Proceedings of nanoGe Spring Meeting 2022 (NSM22)
DOI: https://doi.org/10.29363/nanoge.nsm.2022.042
Publication date: 7th February 2022
The long-time operational stability is a central challenge for developing organic solar cells (OSCs) to market readiness. However, many state-of-the-art OSCs based on the bulk-heterojunction concept suffer from stability problems caused by severe morphological changes upon thermal or illumination stress [1]. Single-component materials, enabled by the covalently-bonded structure with donor and acceptor in one molecule, present attractive advantages such as a simplification of device fabrication and stabilization of microstructure [2]. Recently, with the rapid improvement of efficiency from 2-3% to 11.3% for single-component organic solar cells (SCOSCs), this class of materials is getting into the research focus of the OPV community. However, reports on their operational stability are still scanty.

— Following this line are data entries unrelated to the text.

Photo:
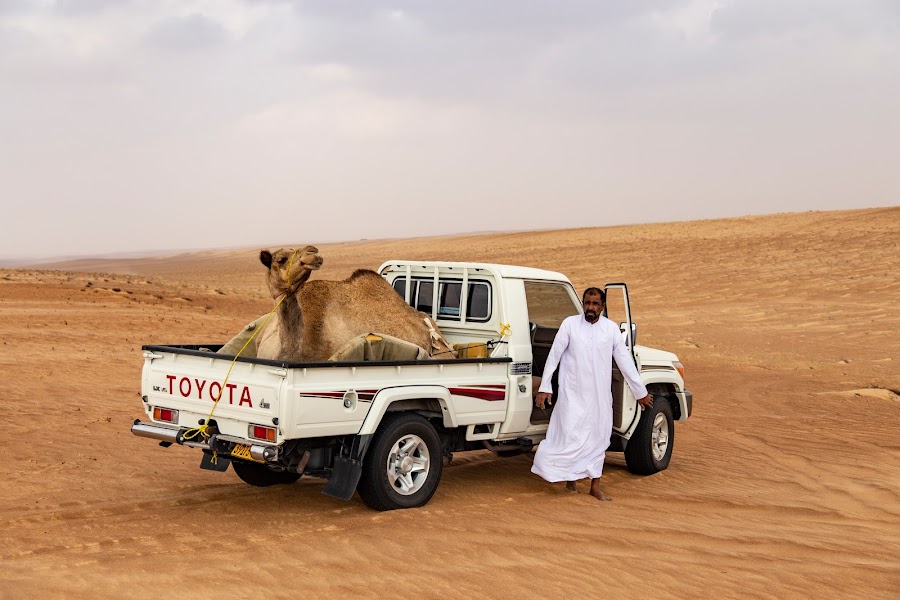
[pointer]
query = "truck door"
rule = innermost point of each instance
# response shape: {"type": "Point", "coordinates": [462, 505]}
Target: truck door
{"type": "Point", "coordinates": [548, 304]}
{"type": "Point", "coordinates": [618, 310]}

In this work, we systematically investigated for the first time the stability under thermal and illumination stress for a series of SCOSCs based on polymeric (SCP3, PBDBPBI-Cl) and molecular (dyad 1, 2, 3, and 4) materials. Under significant thermal stress, double-cable polymer-based SCOSCs exhibited excellent thermal stability with no degradation at 90 oC for 3000 hours. Furthermore, in order to compare polymeric with molecular single component materials, we studied the thermal stability among a series of SCOSCs based on D-A small molecules (dyad 1, 2, and 3) with the same donor and acceptor units but differently long alkyl space linkers. Since macroscopic diffusion of molecules is excluded in these dyads, the length of the spacer can only provide the necessary flexibility for sub-nm rearrangements caused by thermal stress. Interestingly, the single dyads showed a distinctly different behavior: dyad 1 with the shortest linker exhibited the highest thermal stability, while dyad 3 with the longest linker showed the relatively lowest thermal stability [3]. This highlights the need for further in-depth studies on optimizing the spacer length in parallel for performance and stability. Moreover, dyad 1-based SCOSCs exhibited exceptional illumination stability, retaining 98% of the initial PCE under concentrated light equal to 7.5-suns for over 1000 hours, which is among the best values for solution-processed OSCs. Based on the outstanding stability, SCOSCs could be an ideal candidate to study the ultimate stability under extremely rugged conditions such as high temperature and concentrated light. Since the morphological evolution is excluded, SCOSCs could serve as a model system to selectively study interface degradation. Shortly, SCOSCs are predicted to see a prospective renaissance with efficiencies over 10% and a lifetime of over 20 years, thus closing the gap towards industrial applications.